However, the analysts caution that escalating geopolitical tensions, particularly between the U.S. and China, may impact the semiconductor supply chain. In 2023, over 30% of South Korea’s chip exports were directed to China and Hong Kong, with a similar percentage exported to the U.S. Should tensions intensify and the U.S. impose further trade restrictions on advanced chips exported to China, it could severely affect Korea’s memory semiconductor exports.

South Korean manufacturers rely on China for certain components and equipment essential for chip production. Disruptions in supply due to geopolitical conflicts could hinder the ability of South Korean companies to procure the necessary tools for chip fabrication.
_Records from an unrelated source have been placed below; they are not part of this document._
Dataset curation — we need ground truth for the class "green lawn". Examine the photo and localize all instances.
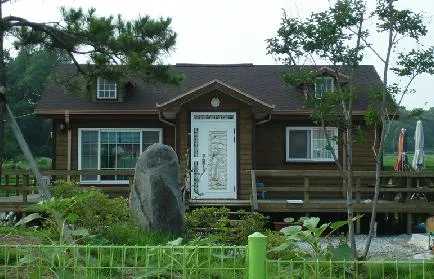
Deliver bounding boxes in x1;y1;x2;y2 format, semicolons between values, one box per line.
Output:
383;152;434;171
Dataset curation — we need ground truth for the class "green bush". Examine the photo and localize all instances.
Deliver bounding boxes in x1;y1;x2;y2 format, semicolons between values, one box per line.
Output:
265;231;306;261
38;181;133;234
50;179;81;198
185;207;268;245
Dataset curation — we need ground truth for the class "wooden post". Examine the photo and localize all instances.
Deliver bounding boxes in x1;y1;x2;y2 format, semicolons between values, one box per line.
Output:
356;177;362;203
304;176;309;202
247;232;267;279
250;170;258;210
356;213;361;234
405;177;411;202
23;174;30;202
407;213;413;234
5;175;9;197
15;174;20;196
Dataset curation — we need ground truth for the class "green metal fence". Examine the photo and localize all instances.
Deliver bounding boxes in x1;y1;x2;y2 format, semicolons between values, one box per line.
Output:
0;245;247;278
266;261;434;279
0;233;434;279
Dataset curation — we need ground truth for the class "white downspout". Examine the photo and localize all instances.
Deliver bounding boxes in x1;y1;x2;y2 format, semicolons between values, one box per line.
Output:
158;111;177;152
65;110;72;181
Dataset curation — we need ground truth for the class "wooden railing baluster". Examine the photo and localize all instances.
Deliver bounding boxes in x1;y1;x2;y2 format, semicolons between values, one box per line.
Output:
303;176;309;205
250;170;258;210
23;175;29;202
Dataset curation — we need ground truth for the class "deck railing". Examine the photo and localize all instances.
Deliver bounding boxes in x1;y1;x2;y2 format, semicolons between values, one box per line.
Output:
250;170;434;232
0;169;134;211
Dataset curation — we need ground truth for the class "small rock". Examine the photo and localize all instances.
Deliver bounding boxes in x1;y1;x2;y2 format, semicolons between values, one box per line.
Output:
413;252;434;260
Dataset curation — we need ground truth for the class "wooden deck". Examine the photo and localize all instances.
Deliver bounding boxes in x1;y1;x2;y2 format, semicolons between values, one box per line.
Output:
0;170;434;235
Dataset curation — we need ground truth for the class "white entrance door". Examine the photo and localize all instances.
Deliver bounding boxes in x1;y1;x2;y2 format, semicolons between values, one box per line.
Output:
190;112;237;199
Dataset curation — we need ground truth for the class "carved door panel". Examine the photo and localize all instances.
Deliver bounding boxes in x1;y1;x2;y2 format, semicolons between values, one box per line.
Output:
190;112;237;199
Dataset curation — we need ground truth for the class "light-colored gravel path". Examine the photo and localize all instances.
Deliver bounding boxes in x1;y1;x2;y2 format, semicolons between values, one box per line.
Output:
300;234;434;261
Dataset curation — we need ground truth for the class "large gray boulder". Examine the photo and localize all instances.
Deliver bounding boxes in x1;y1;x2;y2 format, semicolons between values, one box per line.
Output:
130;143;184;236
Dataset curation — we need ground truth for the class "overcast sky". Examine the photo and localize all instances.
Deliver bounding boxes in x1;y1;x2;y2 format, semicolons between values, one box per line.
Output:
3;0;434;109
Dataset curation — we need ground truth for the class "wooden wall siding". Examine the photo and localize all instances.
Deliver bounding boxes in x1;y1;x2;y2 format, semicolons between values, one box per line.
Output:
255;120;375;170
53;117;175;170
178;91;252;199
255;120;375;199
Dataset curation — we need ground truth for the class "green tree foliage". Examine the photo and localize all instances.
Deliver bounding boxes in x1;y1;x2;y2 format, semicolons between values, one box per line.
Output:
268;0;367;254
0;0;181;168
5;47;70;159
268;0;434;257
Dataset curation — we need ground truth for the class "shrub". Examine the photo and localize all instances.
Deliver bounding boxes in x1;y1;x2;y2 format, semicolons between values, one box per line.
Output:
38;181;133;234
186;207;268;245
50;179;81;198
102;222;172;246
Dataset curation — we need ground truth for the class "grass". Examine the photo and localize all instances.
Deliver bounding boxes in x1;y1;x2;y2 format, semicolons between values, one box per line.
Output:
267;261;434;279
383;152;434;171
2;157;52;170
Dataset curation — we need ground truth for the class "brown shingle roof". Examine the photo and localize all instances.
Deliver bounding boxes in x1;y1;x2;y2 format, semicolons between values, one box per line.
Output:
36;64;381;115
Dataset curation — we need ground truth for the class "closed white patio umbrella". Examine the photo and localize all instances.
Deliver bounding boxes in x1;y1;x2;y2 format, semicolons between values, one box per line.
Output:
411;120;425;171
411;120;428;201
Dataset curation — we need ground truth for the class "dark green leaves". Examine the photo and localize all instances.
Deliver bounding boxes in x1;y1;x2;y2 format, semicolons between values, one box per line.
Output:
8;8;182;87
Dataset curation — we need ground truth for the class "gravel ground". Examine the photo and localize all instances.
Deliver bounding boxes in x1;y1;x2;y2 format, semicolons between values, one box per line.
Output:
294;234;434;260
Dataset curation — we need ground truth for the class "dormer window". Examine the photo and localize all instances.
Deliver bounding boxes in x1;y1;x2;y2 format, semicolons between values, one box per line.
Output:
96;77;118;99
315;77;334;99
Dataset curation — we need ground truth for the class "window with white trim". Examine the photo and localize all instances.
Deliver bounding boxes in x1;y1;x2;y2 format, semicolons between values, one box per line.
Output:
286;127;339;162
78;128;163;184
315;77;334;99
96;77;118;99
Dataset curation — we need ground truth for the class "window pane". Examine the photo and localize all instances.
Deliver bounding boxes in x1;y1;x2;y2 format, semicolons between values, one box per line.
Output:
100;131;140;180
315;77;333;98
97;78;117;99
312;129;336;159
80;131;98;181
288;130;310;159
142;131;160;151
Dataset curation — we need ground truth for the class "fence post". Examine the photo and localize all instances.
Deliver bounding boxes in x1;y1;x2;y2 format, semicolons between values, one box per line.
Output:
248;232;267;279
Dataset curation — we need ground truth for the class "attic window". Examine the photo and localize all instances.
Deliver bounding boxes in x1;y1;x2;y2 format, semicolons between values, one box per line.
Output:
96;77;117;99
315;77;334;99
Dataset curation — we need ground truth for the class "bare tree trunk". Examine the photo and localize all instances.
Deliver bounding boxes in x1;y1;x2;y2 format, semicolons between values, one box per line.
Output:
345;127;357;257
0;3;6;177
361;152;381;259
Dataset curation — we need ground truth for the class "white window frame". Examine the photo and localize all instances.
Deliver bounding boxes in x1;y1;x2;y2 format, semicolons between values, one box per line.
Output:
285;127;339;162
77;128;163;184
315;76;335;99
96;77;118;100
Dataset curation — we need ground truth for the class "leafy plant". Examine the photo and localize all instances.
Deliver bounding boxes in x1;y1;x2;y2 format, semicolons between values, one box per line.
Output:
274;217;359;260
185;207;268;245
31;181;133;238
102;222;171;246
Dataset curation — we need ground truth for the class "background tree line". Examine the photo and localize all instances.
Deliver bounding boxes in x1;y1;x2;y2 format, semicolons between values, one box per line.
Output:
5;47;434;161
5;47;69;161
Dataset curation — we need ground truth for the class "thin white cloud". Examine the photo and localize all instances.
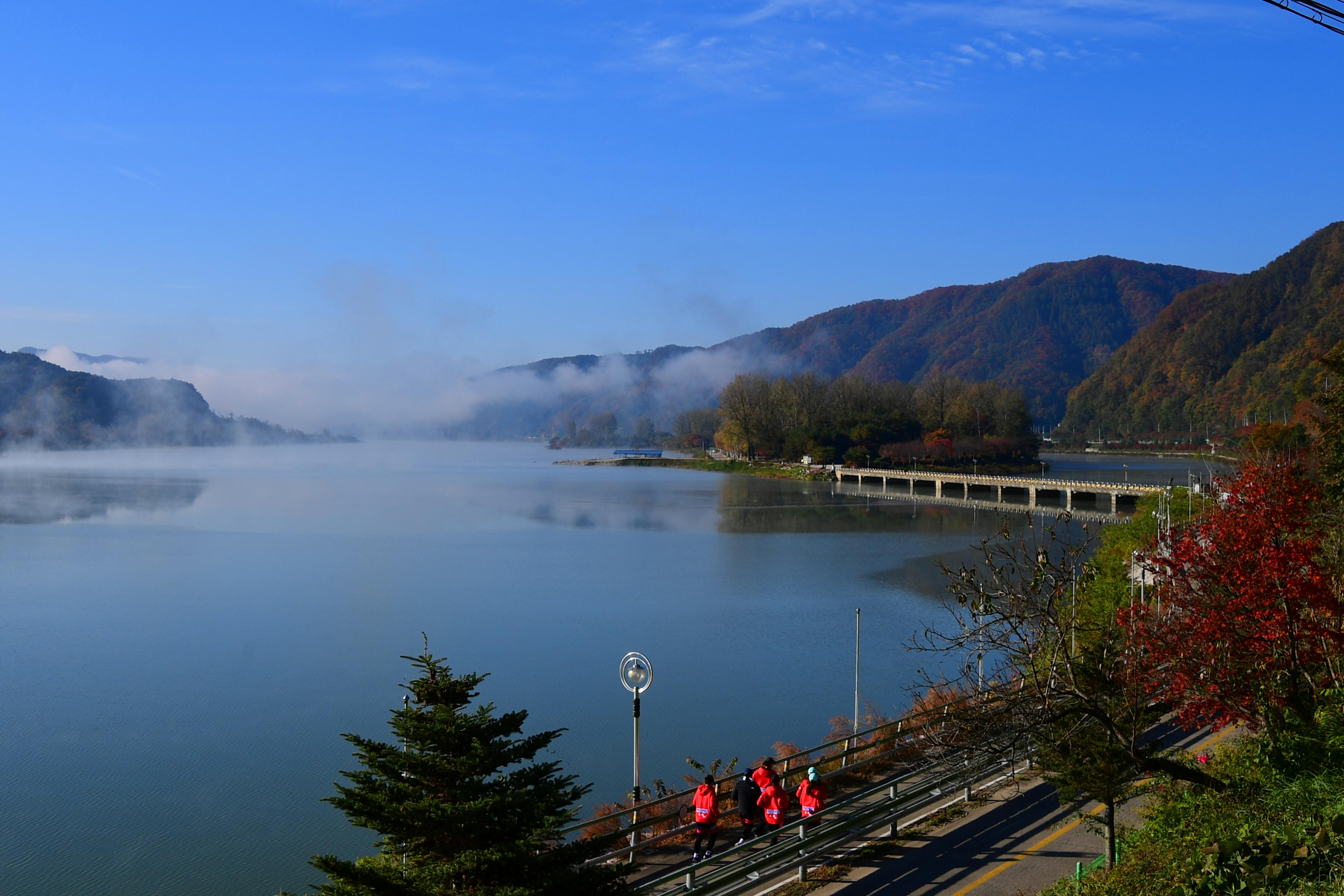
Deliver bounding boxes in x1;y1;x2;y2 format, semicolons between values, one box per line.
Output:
622;0;1247;109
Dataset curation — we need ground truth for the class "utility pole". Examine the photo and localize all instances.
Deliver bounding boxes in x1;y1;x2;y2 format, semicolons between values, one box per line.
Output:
853;607;863;747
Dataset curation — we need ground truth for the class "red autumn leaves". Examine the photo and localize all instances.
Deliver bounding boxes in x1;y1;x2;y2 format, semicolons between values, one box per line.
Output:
1121;459;1344;731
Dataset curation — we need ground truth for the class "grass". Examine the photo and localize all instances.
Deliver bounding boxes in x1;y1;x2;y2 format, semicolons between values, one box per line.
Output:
1042;736;1344;896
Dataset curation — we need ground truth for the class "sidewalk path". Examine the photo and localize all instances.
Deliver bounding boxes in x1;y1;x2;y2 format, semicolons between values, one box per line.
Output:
813;731;1228;896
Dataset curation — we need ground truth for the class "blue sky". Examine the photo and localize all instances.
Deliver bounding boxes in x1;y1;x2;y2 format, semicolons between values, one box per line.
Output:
0;0;1344;424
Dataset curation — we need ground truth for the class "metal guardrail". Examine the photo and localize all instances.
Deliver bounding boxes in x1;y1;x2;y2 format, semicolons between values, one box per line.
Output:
558;697;969;843
634;754;1021;896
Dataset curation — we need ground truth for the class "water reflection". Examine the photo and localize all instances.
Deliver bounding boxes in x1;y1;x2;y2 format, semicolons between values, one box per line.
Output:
0;470;206;524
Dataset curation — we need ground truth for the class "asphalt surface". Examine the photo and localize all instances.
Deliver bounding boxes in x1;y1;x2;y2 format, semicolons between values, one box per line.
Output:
813;731;1222;896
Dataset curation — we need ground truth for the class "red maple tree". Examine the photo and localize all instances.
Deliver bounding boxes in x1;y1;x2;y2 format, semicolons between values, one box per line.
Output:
1122;458;1344;735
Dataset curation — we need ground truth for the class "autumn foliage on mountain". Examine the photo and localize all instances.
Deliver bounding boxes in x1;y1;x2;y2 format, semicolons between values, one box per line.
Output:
473;255;1231;437
1060;222;1344;435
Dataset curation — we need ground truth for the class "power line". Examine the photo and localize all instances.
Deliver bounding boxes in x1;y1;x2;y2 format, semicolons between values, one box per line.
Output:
1265;0;1344;35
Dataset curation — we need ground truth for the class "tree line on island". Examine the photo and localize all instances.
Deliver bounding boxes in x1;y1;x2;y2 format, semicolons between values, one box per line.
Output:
550;372;1040;469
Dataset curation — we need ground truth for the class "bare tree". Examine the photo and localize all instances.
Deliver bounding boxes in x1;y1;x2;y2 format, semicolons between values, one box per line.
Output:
915;371;966;431
780;372;832;430
719;374;777;458
915;516;1224;861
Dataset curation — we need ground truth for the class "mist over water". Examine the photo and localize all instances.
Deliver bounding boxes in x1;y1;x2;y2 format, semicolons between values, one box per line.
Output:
0;442;1186;896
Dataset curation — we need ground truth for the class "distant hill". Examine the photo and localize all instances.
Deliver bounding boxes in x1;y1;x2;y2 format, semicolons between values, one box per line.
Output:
19;345;149;364
459;255;1231;437
0;352;352;449
1062;222;1344;435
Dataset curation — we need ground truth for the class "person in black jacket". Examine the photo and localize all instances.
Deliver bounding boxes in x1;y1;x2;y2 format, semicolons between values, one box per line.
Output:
732;769;765;846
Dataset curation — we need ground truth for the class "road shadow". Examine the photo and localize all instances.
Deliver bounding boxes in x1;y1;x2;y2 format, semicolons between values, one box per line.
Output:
846;783;1093;896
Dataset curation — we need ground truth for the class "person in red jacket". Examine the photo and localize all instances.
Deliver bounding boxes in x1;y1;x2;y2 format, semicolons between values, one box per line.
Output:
691;775;719;862
757;776;789;846
797;766;827;833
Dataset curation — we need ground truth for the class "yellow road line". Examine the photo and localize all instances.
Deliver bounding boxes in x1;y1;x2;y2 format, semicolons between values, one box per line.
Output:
950;725;1234;896
952;806;1106;896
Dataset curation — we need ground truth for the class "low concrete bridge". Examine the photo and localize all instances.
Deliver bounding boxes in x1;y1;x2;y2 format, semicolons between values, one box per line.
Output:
836;468;1164;513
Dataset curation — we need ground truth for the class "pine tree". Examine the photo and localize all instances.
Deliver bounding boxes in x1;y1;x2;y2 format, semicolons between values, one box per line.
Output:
291;642;628;896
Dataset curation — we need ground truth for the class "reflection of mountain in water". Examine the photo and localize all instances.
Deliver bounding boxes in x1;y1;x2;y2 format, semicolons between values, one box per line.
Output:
0;470;206;524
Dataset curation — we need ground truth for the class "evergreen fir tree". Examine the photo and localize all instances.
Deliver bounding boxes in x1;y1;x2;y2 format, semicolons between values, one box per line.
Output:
291;642;628;896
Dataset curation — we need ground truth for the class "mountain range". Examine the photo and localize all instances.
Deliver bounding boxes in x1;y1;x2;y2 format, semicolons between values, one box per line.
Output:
1062;222;1344;434
0;351;349;449
10;222;1344;447
450;255;1232;437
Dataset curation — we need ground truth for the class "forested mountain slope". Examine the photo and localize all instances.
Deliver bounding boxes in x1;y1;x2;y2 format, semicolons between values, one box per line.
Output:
0;352;329;449
465;255;1230;437
727;255;1230;422
1062;222;1344;435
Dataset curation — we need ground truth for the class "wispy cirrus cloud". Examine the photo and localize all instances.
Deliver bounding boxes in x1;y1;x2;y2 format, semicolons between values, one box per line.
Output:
622;0;1242;108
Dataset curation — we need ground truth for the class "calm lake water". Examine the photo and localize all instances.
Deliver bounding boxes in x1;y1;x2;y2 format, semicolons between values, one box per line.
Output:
0;442;1220;896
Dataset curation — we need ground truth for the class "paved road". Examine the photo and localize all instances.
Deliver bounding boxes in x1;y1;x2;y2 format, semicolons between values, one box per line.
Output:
816;732;1227;896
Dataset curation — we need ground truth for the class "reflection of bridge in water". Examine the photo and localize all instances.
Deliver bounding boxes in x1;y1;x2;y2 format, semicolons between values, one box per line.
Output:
834;468;1163;521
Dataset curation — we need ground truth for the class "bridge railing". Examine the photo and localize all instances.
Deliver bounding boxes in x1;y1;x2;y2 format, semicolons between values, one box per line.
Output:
834;466;1166;494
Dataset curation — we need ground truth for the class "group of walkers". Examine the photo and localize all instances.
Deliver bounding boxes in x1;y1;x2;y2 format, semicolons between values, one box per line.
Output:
691;756;827;861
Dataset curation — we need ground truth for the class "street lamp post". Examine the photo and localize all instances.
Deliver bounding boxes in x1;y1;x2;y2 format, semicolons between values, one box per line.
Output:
621;651;653;864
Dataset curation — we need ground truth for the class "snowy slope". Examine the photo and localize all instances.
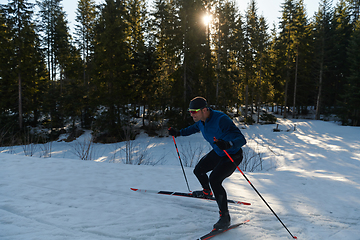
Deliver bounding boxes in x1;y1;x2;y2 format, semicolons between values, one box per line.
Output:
0;119;360;240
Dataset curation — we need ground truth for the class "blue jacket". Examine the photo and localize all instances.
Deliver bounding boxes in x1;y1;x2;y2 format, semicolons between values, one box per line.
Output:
180;108;246;157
Additionally, the U.S. has reportedly urged South Korea to limit its exports of equipment and technology used in producing memory chips and advanced logic chips, specifically those more sophisticated than 14-nanometer processes and DRAM memory chips exceeding 18-nanometer technology. South Korean officials are contemplating this request, considering the potential impact on major firms like Samsung and SK Hynix, which have significant operations in China, their largest trading partner.

Furthermore, the Biden administration is contemplating implementing an export control strategy known as the foreign direct product rule aimed at allies that continue to supply chipmaking tools to China. This regulation would prevent the export of any goods manufactured with a specific percentage of U.S. intellectual property components to any country.